Le BCM envoie un (nouveau) signal
lundi 16.01.2012, 05:31 - La Voix des Sports
Juby Johnson a inscrit le panier de la gagne pour le BCM, vendredi à Nancy.
| PRO A |
Il faut parfois un peu de chance dans une saison. Indice d'années où tout peut arriver, elle sourit souvent à ceux qui osent. La mi-saison ne sonnera que cette semaine, avec la fin de la phase aller, mais en détroussant sur le fil Nancy à Gentilly, territoire inviolé jusque-là en Pro A, et en l'expulsant de la tête, Gravelines-Dunkerque a martelé ses ambitions.
En 2012 comme en 2011, le BCM postule au titre. « Si on n'a pas l'ambition de gagner le titre avec une équipe comme celle-là, qu'on n'est même pas sûr de pouvoir garder l'an prochain, on ne l'aura jamais, reconnaît le directeur exécutif, Hervé Beddeleem. Mais il reste tellement de matchs difficiles, la venue de Paris, déjà samedi... » Sans doute, mais, battre le champion chez lui, c'est fait.
« Buzzer beater » C'est le point d'orgue d'un sommet très riche. Le BCM se souviendra longtemps du panier à trois points sur le gong, le « buzzer beater » de Juby Johnson, alors que Nancy avait eu la balle de la gagne en mains à 79-78. Spécialiste des patates chaudes, l'ailier américain a sauvé son équipe à quatre dixièmes de la fin. Comme à Orléans la saison passée et à Cholet la précédente. « Ça n'a pas duré longtemps, mais ce laps de temps est un vrai moment de bonheur », confesse Beddeleem.

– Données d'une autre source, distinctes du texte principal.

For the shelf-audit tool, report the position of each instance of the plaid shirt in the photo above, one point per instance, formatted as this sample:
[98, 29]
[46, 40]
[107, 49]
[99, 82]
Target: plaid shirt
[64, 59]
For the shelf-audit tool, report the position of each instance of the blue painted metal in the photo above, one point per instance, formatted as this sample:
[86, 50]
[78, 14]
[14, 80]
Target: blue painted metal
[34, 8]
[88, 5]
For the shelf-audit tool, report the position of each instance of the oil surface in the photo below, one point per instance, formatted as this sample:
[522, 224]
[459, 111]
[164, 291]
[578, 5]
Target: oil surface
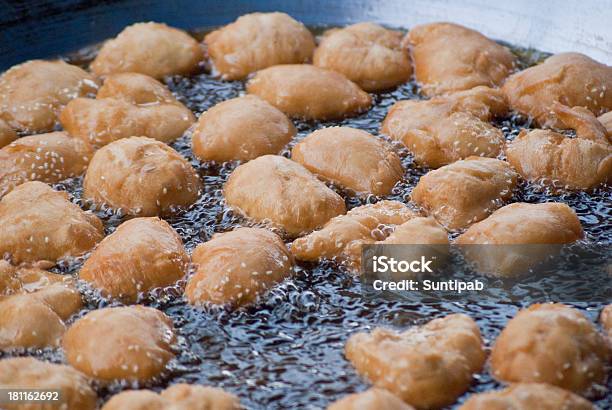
[287, 352]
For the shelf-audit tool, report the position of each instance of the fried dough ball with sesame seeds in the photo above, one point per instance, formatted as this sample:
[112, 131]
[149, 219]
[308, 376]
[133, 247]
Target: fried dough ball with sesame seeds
[241, 129]
[571, 79]
[48, 158]
[371, 399]
[527, 396]
[256, 41]
[121, 343]
[351, 158]
[142, 254]
[33, 94]
[29, 373]
[367, 54]
[466, 191]
[282, 192]
[142, 177]
[127, 105]
[446, 129]
[308, 92]
[154, 49]
[448, 58]
[551, 343]
[235, 268]
[50, 228]
[427, 366]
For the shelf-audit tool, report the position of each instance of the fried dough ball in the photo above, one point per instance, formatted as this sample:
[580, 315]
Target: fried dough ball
[448, 57]
[528, 396]
[309, 92]
[371, 399]
[30, 373]
[127, 343]
[351, 158]
[359, 225]
[150, 48]
[443, 130]
[466, 191]
[427, 366]
[241, 129]
[275, 189]
[48, 229]
[142, 254]
[32, 94]
[127, 105]
[551, 343]
[572, 79]
[175, 397]
[49, 158]
[367, 54]
[222, 278]
[142, 177]
[256, 41]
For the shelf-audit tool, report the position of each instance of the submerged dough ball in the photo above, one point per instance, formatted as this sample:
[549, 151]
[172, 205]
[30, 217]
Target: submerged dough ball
[30, 373]
[351, 158]
[275, 189]
[309, 92]
[121, 343]
[150, 48]
[235, 268]
[142, 254]
[48, 158]
[466, 191]
[367, 54]
[241, 129]
[48, 229]
[551, 343]
[32, 94]
[446, 129]
[142, 177]
[572, 79]
[127, 105]
[448, 57]
[427, 366]
[371, 399]
[528, 396]
[256, 41]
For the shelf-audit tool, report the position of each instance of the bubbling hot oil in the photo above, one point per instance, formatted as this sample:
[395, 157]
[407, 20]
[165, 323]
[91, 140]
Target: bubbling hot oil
[287, 352]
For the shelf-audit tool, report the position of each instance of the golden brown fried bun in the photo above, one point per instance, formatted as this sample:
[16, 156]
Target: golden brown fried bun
[142, 177]
[150, 48]
[127, 105]
[527, 396]
[371, 399]
[48, 158]
[446, 129]
[367, 54]
[427, 366]
[448, 57]
[30, 373]
[241, 129]
[466, 191]
[351, 158]
[309, 92]
[256, 41]
[33, 94]
[572, 79]
[48, 229]
[275, 189]
[142, 254]
[121, 343]
[222, 278]
[551, 343]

Un match serré bien géré Capable de très belles séquences, le BCM n'a pas été constant en défense, ni dans la gestion de la balle. « On n'est pas au niveau défensif d'avant la trêve, constate le coach, Christian Monschau. Mais c'était aussi notre match de reprise contre une très grosse équipe, sans point faible, et avec un renfort de choix (King). » On retiendra toutefois que les Gravelinois ont su gérer un match serré, ce qui ne leur est pas arrivé souvent.
Habitués à martyriser leurs adversaires, ils ont cette fois été patients. « La sensation qu'on a intérieurement, narre Yannick Bokolo, c'est d'être à -20 car on a l'habitude d'avoir beaucoup d'avance ! Mais on se dit qu'il y aura toujours un match serré, que c'est le moment de le gagner, surtout celui-là qui était un gros match. Donc, on reste dans le match. Et, en basket, tout est possible... » D'abord un collectif Dans le dernier quart-temps, JK Edwards, Cyril Akpomedah, des deux côtés du terrain, et l'adresse à trois points retrouvée, ont permis aux Gravelinois de faire un casse. Mais sur la longueur, c'est toute une équipe qui s'est mise en branle, sans qu'un joueur ne domine, chacun ses moments, Pape Sy au début, Ludo Vaty ensuite, etc. Neuf marqueurs entre 4 et 12 points, une meilleure évaluation à 14, du boulot collectif.
Demain, le Valence de De Colo Le BCM entre dans une nouvelle phase à deux matchs par semaine, avec le début, demain, du Last 16 d'Eurocoupe, contre le Valence de Nando De Colo et Florent Piétrus. « Encore une grande affiche de basket à Sportica, se réjouit Hervé Beddeleem. Nando, c'est le ch'ti européen, c'est une aubaine de recevoir un joueur du Nord - Pas-de-Calais à ce niveau. » Mais pas question de regarder l'arrière arrageois jouer. Les ambitions du BCM le portent sur tous les fronts : « On veut terminer dans les deux premiers de la poule pour aller en quarts de finale. » Au moins, c'est dit.